Le capitaine Ibrahim Traoré a promis de respecter les engagements pris par son prédécesseur sur l’organisation d’élections et un retour des civils au pouvoir au plus tard en juillet 2024.

En visite au Burkina Faso pour évaluer la situation post coup d’état, la mission de la Communauté économique des états d’Afrique de l’ouest CEDEAO s’est achevée mardi après-midi.

Repartis « confiant » de Ouagadougou la capitale, la délégation de la CEDEAO et son médiateur le président nigérien Mahamadou Issoufou ont eu l’occasion de rencontrer les chefs traditionnels et religieux ainsi que le capitaine Ibrahim Traoré, qui a pris le pouvoir après avoir renversé le colonel Paul Henri Sandaogo Damiba vendredi dernier.

"Nous allons rendrons compte de notre mission au président en exercice la Cédéao et aux chefs d'Etat. Mais d'ores et déjà je peux vous assurer que la Cédéao restera aux côtés du peuple burkinabè. On va continuer à accompagner le peuple burkinabè dans cette épreuve très difficile qu'il traverse." a déclaré le président nigérien, Mahamadou Issoufou, médiateur de la CEDEAO pour le Burkina Faso

Les rencontres se sont déroulées à l’aéroport de Ouagadougou où plusieurs manifestants s’étaient rassemblés pour montrer leur ressentiment à l’égard de la CEDEAO. Ils brandissaient des drapeaux russes et des messages anti-France et contre l’organisation ouest africaine.

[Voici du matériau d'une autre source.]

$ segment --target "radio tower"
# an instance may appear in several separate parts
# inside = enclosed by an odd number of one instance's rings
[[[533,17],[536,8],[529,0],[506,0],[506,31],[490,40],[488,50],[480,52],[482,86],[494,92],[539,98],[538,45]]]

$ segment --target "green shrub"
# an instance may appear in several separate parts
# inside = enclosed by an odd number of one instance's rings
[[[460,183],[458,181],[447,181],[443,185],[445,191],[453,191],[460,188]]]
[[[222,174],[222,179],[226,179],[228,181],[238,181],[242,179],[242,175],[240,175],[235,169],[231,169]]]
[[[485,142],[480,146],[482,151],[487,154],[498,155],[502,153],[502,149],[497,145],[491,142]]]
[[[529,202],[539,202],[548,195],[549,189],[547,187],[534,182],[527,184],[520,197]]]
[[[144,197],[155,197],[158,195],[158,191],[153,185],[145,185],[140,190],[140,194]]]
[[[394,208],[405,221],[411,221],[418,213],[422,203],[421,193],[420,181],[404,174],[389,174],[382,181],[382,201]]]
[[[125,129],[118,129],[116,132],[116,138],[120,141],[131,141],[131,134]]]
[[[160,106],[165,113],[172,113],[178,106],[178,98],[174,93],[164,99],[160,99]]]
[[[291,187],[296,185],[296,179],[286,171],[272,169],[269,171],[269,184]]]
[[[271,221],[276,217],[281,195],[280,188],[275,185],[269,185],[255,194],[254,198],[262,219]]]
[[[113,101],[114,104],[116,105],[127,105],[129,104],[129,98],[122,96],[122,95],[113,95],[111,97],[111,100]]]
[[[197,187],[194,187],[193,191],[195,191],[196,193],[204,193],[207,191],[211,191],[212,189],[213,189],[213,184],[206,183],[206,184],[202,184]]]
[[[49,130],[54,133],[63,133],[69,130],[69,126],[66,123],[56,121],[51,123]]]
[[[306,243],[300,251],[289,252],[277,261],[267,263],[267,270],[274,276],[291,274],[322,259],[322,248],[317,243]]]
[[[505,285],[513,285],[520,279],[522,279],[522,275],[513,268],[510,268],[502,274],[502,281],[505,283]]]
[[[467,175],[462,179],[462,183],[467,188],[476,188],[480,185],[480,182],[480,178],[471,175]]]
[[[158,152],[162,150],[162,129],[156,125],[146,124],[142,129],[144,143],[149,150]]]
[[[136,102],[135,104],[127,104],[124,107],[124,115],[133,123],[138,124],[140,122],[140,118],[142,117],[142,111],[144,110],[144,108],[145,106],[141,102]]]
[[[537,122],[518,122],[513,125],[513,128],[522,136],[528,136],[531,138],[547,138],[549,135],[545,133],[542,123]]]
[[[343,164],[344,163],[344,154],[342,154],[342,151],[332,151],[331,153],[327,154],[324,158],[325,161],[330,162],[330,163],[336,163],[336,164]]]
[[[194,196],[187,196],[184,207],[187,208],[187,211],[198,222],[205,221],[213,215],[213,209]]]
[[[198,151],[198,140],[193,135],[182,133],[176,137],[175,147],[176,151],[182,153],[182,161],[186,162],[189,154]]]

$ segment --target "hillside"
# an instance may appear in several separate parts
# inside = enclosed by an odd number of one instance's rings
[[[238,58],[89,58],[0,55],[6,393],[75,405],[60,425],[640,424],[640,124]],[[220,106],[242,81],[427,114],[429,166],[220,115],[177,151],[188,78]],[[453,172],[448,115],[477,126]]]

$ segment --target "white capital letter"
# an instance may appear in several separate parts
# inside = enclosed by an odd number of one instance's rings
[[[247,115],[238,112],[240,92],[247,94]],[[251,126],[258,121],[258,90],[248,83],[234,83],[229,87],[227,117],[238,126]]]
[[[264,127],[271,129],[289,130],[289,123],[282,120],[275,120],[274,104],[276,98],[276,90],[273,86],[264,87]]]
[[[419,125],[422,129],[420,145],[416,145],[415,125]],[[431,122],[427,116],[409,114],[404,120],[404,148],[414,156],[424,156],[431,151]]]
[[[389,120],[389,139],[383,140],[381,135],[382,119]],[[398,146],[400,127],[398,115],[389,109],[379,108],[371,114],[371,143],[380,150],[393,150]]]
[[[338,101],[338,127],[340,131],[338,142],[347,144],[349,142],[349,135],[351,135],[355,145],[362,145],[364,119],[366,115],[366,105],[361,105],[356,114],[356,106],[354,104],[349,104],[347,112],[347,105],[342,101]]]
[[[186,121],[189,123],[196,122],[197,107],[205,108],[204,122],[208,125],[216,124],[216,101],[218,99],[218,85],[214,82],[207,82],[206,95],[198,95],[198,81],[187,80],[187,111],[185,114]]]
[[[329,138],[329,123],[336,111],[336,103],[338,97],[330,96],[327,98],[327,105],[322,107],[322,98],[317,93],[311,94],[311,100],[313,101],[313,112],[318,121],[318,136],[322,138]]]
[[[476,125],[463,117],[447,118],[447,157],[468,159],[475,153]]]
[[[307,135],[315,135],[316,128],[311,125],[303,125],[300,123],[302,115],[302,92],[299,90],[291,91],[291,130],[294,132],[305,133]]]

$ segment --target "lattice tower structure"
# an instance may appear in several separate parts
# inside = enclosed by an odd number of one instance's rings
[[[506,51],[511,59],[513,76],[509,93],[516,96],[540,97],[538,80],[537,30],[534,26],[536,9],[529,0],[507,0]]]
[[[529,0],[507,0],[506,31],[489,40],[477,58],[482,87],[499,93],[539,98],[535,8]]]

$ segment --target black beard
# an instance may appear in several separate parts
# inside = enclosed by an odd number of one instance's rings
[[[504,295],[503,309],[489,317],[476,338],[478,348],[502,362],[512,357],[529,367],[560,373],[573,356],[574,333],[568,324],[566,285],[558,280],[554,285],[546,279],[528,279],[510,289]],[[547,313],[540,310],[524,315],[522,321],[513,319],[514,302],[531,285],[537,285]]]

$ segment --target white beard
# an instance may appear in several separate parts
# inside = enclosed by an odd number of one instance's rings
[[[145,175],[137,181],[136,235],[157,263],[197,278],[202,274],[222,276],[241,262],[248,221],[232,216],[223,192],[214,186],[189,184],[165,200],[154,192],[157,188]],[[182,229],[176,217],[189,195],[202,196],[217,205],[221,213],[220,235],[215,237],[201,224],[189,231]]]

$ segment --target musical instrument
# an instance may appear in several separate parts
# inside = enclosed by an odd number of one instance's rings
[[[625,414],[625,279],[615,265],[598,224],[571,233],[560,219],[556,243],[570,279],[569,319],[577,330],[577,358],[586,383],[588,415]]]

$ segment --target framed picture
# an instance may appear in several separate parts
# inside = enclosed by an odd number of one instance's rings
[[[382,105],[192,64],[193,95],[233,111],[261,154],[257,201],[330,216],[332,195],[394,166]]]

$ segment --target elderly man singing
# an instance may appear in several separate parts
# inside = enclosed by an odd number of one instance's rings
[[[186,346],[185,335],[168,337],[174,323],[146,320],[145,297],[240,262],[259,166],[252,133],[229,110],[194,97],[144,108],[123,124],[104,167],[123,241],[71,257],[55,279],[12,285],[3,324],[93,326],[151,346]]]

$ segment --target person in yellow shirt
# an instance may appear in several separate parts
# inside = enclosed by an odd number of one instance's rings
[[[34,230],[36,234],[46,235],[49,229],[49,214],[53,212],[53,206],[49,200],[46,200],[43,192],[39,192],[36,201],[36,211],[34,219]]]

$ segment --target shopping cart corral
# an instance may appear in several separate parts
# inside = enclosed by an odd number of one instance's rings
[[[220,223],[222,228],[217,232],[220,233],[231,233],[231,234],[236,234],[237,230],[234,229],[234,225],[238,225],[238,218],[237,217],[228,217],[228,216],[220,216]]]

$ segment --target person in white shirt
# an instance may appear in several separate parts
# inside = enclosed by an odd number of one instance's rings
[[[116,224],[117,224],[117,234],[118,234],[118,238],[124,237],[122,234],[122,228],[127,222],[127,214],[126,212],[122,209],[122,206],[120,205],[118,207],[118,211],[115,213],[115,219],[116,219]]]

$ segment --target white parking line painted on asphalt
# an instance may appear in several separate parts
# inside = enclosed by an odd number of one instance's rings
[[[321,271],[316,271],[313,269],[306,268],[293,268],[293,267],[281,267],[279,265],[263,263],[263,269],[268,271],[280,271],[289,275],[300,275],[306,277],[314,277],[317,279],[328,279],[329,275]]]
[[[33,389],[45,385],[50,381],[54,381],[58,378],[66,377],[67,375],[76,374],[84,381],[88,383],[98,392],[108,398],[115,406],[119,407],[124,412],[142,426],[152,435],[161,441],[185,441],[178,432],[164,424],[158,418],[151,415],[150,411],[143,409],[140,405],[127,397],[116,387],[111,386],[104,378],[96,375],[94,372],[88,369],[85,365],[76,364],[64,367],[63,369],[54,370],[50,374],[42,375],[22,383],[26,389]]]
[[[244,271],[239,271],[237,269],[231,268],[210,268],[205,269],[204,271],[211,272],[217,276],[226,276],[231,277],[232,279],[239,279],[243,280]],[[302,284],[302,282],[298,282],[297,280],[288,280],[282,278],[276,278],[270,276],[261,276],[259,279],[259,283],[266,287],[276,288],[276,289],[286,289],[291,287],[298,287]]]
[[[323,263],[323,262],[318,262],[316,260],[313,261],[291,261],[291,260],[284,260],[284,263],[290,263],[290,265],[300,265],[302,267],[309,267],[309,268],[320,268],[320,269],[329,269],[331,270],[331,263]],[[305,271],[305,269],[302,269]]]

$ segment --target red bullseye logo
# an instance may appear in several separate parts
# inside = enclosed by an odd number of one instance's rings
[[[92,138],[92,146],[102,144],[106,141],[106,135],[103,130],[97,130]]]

Mardi soir, le capitaine Ibrahim Traoré a assuré qu’il continuerait à respecter les engagements pris sous le lieutenant-colonel Damiba vis-à-vis de la Cédéao, qui s’était engagé en juillet à la tenue d’élections et à un retour de civils au pouvoir au plus tard en juillet 2024.

Le lieutenant-colonel Damiba avait obtenu le pouvoir par un coup d’état en janvier 2022. Le Burkina Faso vit son deuxième putsch en huit mois.